Nick Martlew of Save the Children said it is not possible to know how many of the civilian casualties caused by explosive weapons are children. But, he said evidence suggests children make up a substantial proportion of those killed and injured.

"The impacts on children of the use of explosive weapons in populated areas, that is a global menace on children," he said. "That is, unfortunately, not exceptional… So, from Afghanistan to Yemen, from Sri Lanka to Somalia, children are facing horrific injury and lasting damage from these explosive weapons."

Martlew said children suffer greater physical distress than adults from explosive weapons.

"Children’s bodies offer them less protection than ours do. Explosive blasts produce complex injuries that are harder to heal. And, recovery can be tortuous because children’s bodies are still growing. But, the damage is not just physical. Children disabled by a mortar shell or by an IED (improvised explosive device) are more likely to be exploited or neglected.
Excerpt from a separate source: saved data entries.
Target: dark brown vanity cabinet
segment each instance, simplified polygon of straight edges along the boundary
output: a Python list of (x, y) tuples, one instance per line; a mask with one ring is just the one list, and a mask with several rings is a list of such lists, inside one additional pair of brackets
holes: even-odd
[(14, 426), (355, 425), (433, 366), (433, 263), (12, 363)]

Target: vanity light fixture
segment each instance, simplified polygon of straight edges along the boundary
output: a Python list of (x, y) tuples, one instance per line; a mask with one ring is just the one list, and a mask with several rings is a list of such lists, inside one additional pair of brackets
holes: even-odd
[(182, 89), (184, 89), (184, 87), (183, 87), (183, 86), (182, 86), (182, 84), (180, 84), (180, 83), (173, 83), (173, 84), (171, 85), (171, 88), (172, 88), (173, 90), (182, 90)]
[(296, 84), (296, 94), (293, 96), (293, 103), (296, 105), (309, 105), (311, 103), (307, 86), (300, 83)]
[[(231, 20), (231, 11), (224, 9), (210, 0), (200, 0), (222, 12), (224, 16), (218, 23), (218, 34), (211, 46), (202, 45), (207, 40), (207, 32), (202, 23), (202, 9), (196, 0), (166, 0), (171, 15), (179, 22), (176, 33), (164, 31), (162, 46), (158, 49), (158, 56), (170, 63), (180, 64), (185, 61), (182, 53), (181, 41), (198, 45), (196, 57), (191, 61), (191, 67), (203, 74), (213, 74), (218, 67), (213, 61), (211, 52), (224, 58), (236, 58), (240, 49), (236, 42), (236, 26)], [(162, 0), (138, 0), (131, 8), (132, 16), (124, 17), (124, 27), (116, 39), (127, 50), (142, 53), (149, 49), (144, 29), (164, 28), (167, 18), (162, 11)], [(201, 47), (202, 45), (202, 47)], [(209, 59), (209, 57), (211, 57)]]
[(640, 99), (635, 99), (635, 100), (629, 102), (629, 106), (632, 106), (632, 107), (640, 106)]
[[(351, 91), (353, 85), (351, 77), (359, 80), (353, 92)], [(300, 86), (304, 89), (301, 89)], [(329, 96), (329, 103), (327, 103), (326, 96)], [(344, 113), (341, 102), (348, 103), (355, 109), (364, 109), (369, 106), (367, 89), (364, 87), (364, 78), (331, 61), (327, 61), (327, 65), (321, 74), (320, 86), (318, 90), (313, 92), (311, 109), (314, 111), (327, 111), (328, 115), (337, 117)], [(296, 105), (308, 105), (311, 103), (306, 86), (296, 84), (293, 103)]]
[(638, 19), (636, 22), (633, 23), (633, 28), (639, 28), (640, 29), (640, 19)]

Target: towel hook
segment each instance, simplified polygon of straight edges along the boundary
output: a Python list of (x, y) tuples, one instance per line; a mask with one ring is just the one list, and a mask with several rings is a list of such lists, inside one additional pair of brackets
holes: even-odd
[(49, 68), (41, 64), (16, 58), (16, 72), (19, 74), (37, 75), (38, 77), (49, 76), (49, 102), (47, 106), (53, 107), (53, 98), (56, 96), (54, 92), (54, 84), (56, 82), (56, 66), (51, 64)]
The emotional trauma is going to be greater because he is still going through childhood and development," said Martlew. "And, children affected by this kind of violence are more likely to have difficulty concentrating in school, if their school is still standing."

The International Network on Explosive Weapons may be a new organization. But, its membership is made up of veterans of previous battles against weapons that cause inordinate harm to civilians.

Several of the groups, such as Handicap International, Human Rights Watch and Oxfam, played major roles in the movement that succeeded in achieving the 1997 treaty to ban land mines. They also had a hand in getting an international agreement limiting the use of cluster weapons signed in 2008.

The Network believes it can achieve a similar success in restricting the use of explosive weapons.